I'd love - seriously - love - to hear an ehcache engineer explain why someone would _want_ Foo and FOO to be 2 unique keys in a caching system. I've yet to find anyone who prefers crap like this anywhere -whether it be code or a file system.
<cf_soapbox>
@Ray, It's not really an ehcache thing, it's more of a Java thing. Everything else in Java is case sensitive, so Ehcache just works the same way (since it's written in Java as well). What I'd like in CF is a simple switch to allow me to turn on/off case sensitivity when dealing with cache keys as well as other parts of CF.
Good point. I'll happily blame Java then. I mean seriously - has anyone ever met anyone who like case sensitivity for things like this?
And of course, it's probably not a Java thing...Java's roots are in unix, and unix is all about case sensitivity ... and I never understood why either (even after having worked it for 15 years) ... the best explanation I've found went something like this:
"The primary reason is that programmers in the late 1960?s & 70?s for C and Unix decided to optimize the compilers and parsers.

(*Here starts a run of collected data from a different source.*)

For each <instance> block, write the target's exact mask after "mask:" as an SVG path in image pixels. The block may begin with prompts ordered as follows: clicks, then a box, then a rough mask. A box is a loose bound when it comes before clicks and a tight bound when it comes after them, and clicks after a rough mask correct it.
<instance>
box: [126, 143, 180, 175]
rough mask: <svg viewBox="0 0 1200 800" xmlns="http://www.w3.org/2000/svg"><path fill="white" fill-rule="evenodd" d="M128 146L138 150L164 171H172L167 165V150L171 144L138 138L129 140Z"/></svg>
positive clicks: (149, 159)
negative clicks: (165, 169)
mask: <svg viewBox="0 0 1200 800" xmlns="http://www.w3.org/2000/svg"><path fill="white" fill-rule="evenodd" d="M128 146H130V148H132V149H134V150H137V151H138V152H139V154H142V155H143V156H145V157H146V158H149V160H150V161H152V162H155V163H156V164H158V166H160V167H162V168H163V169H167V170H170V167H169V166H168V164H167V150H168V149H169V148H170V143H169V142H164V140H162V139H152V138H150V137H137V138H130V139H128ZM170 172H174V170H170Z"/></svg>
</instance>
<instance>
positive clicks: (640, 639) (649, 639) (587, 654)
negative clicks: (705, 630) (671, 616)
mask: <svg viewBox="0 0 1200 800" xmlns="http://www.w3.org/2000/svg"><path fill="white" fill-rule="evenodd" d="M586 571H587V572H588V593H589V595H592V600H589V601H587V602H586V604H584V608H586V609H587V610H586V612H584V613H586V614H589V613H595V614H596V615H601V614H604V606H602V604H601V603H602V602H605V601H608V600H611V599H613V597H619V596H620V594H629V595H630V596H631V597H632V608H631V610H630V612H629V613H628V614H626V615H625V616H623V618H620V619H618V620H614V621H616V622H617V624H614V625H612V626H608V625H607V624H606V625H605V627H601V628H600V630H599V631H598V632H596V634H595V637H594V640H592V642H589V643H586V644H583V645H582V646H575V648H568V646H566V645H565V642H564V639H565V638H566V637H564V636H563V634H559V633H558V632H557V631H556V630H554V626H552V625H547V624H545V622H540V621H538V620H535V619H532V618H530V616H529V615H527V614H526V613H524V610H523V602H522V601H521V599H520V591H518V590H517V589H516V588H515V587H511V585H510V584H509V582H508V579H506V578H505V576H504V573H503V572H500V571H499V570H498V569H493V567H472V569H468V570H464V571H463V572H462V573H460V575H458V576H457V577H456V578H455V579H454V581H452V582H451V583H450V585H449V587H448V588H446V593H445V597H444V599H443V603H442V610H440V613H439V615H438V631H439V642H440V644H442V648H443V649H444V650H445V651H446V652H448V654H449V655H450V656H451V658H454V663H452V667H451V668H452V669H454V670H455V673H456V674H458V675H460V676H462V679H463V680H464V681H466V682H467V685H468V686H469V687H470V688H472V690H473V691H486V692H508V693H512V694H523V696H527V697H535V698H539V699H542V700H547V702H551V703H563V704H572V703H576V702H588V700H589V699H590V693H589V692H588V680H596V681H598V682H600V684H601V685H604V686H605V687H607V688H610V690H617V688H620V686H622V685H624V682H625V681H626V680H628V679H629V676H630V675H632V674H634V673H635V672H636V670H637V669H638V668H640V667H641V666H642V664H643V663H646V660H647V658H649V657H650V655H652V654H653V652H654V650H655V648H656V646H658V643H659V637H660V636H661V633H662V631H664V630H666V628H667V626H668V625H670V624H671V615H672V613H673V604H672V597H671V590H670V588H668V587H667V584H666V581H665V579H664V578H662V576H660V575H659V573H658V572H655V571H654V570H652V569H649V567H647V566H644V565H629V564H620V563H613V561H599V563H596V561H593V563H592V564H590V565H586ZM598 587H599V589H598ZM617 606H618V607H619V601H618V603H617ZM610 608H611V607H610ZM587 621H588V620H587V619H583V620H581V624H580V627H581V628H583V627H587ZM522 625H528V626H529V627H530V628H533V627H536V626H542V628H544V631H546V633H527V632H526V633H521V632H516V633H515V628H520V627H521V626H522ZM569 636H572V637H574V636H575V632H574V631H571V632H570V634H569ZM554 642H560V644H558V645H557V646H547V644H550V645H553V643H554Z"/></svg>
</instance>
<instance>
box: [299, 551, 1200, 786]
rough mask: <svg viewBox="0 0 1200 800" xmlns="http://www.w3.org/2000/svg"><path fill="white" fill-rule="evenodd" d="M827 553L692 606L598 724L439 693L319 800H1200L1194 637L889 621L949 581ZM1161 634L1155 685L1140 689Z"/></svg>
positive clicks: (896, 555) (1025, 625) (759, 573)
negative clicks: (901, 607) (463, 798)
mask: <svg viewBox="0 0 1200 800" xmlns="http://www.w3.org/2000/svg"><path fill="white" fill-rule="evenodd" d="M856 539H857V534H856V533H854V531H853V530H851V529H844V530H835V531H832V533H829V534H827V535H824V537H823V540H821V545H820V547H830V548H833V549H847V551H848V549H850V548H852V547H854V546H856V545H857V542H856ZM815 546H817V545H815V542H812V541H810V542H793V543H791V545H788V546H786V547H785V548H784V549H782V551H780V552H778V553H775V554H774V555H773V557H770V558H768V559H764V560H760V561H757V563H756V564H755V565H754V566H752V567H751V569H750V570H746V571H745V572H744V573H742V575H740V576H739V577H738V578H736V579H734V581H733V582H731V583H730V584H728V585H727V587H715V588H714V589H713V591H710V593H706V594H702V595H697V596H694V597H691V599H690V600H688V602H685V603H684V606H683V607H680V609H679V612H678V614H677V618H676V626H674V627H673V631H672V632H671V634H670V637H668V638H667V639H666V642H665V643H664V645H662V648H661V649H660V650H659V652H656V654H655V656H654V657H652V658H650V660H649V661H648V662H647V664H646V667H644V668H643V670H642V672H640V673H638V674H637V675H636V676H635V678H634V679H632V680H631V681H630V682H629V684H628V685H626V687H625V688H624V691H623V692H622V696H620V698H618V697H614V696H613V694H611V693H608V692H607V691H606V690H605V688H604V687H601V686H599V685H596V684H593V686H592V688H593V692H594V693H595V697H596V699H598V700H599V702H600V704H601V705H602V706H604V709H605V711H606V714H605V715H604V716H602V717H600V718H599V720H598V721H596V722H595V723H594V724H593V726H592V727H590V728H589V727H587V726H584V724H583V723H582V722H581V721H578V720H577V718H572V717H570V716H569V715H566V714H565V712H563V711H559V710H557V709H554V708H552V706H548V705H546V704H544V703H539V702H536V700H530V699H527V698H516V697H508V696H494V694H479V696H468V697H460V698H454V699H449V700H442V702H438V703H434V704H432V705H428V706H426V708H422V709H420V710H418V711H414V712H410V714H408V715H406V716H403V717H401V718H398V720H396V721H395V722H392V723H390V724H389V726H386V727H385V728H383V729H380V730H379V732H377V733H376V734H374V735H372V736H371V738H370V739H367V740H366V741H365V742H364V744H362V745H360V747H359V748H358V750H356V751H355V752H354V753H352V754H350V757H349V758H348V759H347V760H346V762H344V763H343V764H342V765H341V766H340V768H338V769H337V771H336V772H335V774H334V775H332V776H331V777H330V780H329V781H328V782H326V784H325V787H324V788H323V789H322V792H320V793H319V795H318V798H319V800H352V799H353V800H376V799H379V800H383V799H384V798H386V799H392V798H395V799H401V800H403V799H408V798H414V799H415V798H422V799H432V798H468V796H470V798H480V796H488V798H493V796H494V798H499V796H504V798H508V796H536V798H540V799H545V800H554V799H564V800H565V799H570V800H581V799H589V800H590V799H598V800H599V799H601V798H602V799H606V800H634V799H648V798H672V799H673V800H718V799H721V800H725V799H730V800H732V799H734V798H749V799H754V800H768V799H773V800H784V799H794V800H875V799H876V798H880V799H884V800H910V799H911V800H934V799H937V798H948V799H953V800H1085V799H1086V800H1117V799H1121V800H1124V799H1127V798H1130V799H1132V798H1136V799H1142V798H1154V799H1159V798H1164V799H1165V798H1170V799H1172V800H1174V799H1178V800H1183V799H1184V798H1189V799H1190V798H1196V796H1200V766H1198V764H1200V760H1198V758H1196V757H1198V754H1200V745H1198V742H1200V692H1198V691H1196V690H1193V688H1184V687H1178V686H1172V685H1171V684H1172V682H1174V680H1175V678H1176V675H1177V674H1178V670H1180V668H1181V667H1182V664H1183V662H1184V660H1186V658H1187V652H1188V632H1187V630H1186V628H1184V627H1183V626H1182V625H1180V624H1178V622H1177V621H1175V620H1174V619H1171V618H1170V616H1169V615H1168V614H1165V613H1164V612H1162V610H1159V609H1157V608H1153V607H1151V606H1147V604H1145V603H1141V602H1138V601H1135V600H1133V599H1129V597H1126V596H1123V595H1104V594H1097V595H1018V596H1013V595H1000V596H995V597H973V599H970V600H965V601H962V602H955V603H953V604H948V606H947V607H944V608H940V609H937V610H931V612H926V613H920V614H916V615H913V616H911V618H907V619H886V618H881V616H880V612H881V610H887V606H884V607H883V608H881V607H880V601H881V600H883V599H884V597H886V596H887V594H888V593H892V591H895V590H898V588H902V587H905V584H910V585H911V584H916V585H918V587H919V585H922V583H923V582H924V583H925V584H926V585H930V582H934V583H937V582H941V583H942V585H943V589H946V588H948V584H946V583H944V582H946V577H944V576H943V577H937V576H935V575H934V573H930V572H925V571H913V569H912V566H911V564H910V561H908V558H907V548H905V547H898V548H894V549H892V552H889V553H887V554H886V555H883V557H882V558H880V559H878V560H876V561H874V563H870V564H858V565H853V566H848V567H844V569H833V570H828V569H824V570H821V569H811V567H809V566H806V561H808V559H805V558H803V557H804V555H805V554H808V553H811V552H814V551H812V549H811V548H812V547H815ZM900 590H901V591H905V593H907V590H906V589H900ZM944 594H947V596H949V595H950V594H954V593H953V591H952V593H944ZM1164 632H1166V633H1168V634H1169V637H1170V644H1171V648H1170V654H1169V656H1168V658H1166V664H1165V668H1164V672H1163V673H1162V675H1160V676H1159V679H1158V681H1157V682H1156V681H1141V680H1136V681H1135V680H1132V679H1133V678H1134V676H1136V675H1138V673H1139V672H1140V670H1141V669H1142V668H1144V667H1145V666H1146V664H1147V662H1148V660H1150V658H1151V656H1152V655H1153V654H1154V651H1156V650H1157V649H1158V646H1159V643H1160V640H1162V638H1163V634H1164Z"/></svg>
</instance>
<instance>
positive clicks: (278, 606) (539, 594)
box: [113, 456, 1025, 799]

At the time computers were much slower and it was faster to compare identical strings rather then normalizing the upper/lower case of the strings. Back in 1969 when there were was no such thing as personal computers this optimization made a lot of sense." [Greg Raiz, Raizlabs]
One thing that has worked will in the past for me is to setup a cache facade or a cache service. Then when i set my cache values i actually include a 3rd argument.
setCacheValue(chacheKey,cacheValue,getCurrentTemplatePath())
Then inside the service every time that i set a value I log the key, the time it was set, and the .cfm or .cfc that set the key. It makes debugging issues much easier to just dump the log.
Anyway, that just a technique that has worked will for me.